Qiao Y, van Kempen T A T G
Department of Animal Science, North Carolina State University, Raleigh 27695, USA.
J Anim Sci. 2004 Sep;82(9):2596-600. doi: 10.2527/2004.8292596x.
The objective of this study was to compare three infrared spectroscopy techniques for routine evaluation of AA in animal meals. Animal meals (n = 54) with known AA contents were scanned with a near (NIRS), mid (FTIR), and Raman infrared spectrometer. For NIRS and Raman, samples were scanned "as is", whereas for FTIR, samples had to be finely ground before scanning to obtain reasonable spectra.

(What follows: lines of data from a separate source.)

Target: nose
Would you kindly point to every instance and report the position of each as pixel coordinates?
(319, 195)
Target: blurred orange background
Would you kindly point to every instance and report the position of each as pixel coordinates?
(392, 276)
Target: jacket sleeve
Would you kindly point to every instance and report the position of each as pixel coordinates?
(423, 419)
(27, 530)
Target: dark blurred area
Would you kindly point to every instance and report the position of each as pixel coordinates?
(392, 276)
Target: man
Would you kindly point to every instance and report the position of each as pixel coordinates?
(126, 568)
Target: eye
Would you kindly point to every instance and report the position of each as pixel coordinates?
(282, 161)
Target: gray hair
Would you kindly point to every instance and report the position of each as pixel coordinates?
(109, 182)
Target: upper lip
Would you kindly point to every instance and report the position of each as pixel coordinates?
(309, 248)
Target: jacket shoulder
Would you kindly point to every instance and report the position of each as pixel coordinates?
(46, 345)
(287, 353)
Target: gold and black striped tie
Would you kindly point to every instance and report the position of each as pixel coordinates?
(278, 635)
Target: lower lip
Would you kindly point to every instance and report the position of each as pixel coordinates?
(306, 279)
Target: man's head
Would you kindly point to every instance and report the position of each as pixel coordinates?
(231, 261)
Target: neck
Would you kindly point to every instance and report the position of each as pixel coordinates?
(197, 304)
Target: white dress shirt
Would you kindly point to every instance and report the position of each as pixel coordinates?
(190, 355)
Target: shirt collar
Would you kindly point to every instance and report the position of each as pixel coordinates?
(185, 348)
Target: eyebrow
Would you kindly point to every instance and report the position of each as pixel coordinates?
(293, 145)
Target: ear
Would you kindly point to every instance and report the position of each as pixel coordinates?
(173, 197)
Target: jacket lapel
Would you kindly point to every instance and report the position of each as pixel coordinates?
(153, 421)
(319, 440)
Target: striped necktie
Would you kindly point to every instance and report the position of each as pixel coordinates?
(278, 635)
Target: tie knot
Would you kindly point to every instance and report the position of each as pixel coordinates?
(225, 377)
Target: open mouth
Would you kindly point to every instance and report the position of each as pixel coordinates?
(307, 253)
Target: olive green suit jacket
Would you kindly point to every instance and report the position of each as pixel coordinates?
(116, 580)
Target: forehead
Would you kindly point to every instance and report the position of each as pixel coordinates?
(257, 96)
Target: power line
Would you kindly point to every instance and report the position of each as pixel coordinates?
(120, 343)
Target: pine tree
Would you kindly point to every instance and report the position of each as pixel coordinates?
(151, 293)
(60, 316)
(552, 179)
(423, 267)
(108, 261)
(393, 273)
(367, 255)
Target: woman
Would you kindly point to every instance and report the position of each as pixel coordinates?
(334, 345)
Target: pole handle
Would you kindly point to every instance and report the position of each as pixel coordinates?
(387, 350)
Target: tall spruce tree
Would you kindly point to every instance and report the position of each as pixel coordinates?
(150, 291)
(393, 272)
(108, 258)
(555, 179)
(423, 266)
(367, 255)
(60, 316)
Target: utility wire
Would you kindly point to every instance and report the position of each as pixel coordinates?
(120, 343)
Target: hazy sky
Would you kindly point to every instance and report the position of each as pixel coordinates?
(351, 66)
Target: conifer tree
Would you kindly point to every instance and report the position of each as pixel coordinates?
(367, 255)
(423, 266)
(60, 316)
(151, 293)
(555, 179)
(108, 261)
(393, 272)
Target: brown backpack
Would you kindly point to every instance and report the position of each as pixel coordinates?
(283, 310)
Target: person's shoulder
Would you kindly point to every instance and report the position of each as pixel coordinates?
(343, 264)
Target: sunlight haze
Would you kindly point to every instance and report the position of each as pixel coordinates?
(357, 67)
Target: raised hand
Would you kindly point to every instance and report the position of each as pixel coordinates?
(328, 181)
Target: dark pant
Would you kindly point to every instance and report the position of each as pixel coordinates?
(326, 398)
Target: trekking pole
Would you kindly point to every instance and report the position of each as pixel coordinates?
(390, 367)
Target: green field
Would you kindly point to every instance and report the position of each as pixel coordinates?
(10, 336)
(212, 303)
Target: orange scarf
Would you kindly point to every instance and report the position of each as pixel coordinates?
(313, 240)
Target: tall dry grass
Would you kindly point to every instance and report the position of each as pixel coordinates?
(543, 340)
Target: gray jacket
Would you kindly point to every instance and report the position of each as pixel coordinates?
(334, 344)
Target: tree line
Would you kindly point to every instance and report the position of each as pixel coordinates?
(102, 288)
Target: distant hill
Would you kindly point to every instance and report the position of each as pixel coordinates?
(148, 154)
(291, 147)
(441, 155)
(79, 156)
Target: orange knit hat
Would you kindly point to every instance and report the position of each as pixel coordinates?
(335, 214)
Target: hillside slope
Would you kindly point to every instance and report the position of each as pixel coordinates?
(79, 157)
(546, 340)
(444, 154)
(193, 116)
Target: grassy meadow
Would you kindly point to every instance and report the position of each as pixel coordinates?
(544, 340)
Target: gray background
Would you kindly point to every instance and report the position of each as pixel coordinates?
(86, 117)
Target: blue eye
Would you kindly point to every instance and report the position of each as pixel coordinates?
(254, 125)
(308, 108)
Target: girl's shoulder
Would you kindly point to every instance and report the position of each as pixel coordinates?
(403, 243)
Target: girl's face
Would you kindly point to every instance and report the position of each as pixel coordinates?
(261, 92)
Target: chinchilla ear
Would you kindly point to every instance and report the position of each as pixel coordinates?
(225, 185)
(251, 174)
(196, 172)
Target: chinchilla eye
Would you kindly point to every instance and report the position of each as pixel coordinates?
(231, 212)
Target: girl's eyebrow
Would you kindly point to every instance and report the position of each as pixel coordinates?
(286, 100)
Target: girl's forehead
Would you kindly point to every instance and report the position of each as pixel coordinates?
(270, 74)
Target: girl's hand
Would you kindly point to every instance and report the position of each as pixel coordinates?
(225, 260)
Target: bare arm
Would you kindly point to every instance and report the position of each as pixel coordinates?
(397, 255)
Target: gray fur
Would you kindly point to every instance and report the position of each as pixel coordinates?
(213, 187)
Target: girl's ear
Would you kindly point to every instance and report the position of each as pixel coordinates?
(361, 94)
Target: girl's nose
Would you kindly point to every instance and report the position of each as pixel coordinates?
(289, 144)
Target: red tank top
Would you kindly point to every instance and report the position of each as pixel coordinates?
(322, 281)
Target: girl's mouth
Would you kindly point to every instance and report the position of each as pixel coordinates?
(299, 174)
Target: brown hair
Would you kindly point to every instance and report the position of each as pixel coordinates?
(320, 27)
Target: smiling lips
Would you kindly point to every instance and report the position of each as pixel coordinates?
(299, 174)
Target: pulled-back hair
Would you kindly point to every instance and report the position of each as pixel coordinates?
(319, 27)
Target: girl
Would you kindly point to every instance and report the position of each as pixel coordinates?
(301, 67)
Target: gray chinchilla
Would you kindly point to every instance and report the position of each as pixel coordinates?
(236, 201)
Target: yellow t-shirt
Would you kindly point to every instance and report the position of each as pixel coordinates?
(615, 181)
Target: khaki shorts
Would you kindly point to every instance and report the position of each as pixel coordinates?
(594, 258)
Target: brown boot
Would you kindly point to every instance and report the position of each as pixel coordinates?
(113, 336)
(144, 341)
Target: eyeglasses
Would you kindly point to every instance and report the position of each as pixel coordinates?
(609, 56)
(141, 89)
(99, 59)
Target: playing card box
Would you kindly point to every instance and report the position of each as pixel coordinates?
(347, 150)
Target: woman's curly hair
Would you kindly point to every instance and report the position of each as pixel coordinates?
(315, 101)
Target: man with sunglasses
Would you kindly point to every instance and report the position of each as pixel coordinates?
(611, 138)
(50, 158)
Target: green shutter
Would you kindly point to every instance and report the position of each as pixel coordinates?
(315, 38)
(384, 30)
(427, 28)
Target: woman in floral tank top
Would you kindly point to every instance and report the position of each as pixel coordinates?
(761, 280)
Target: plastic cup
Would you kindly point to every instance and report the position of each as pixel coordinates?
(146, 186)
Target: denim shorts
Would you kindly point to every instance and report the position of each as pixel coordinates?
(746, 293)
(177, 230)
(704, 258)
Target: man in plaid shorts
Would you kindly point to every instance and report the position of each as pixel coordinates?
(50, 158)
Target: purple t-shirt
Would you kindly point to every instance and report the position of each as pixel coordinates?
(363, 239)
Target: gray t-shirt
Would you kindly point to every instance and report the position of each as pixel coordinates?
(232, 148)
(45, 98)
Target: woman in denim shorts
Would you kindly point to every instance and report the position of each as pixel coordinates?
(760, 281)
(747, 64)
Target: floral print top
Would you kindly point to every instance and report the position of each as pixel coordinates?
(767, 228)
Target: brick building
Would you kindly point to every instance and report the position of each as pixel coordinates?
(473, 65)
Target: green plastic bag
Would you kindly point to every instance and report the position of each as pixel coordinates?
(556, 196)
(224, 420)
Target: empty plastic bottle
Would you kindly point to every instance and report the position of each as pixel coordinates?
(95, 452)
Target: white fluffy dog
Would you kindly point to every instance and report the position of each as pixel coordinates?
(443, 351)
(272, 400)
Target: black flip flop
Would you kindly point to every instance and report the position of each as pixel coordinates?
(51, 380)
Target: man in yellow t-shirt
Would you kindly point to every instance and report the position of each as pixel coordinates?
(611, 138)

Both FTIR and Raman data suffered from noise; for Raman, this prevented the development of calibrations. Using derivatized spectral data and a standardized outlier removal procedure, calibrations for nutritionally relevant AA could be developed that were equivalent for both NIRS and FTIR. The variation across AA tested explained (r2) by these calibrations was 70% for NIRS and 68 + 3% for FTIR. Removing spectral data between 4,000 and 2,000 cm(-1) from the FTIR data improved calibrations (P = 0.09) and explained an average of 77% of the variation with prediction errors lower than obtained with NIRS (P < 0.01). However, FTIR calibrations based on the entire or the shortened spectrum contained fewer samples than did NIRS calibrations (41 and 39 vs. 48, respectively; P < 0.01) because more samples were removed as outliers. In conclusion, Raman did not yield acceptable spectra for animal meals. For FTIR, sample preparation was more time-consuming because the samples required grinding before analysis. Using the entire mid-infrared range, FTIR calibrations were comparable to NIRS calibrations. Calibrations for FTIR were improved by eliminating wave numbers that exhibited more noise, resulting in prediction errors better than those for NIRS. Thus, FTIR has the potential to yield better calibrations for AA in animal meals than NIRS, but it requires greater care in sample preparation and scanning.
本研究的目的是比较三种红外光谱技术用于动物饲料中氨基酸(AA)的常规评估。使用近红外光谱仪(NIRS)、中红外光谱仪(FTIR)和拉曼红外光谱仪对已知AA含量的动物饲料(n = 54)进行扫描。对于NIRS和拉曼光谱,样品按原样扫描,而对于FTIR,样品在扫描前必须精细研磨以获得合理的光谱。FTIR和拉曼数据都存在噪声;对于拉曼光谱,这阻碍了校准模型的建立。使用衍生光谱数据和标准化的异常值去除程序,可以建立与NIRS和FTIR等效的营养相关AA校准模型。这些校准模型对所测试AA的变异解释率(r2),NIRS为70%,FTIR为68±3%。从FTIR数据中去除4000至2000 cm(-1)之间的光谱数据可改善校准模型(P = 0.09),平均解释77%的变异,预测误差低于NIRS(P < 0.01)。然而,基于全光谱或缩短光谱的FTIR校准模型所包含的样品数量少于NIRS校准模型(分别为41和39个,而NIRS为48个;P < 0.01),因为更多样品作为异常值被剔除。总之,拉曼光谱无法为动物饲料提供可接受的光谱。对于FTIR,样品制备更耗时,因为样品在分析前需要研磨。使用整个中红外范围,FTIR校准模型与NIRS校准模型相当。通过消除噪声较大的波数,FTIR校准模型得到改善,预测误差优于NIRS。因此,FTIR有可能为动物饲料中的AA提供比NIRS更好的校准模型,但在样品制备和扫描方面需要更谨慎。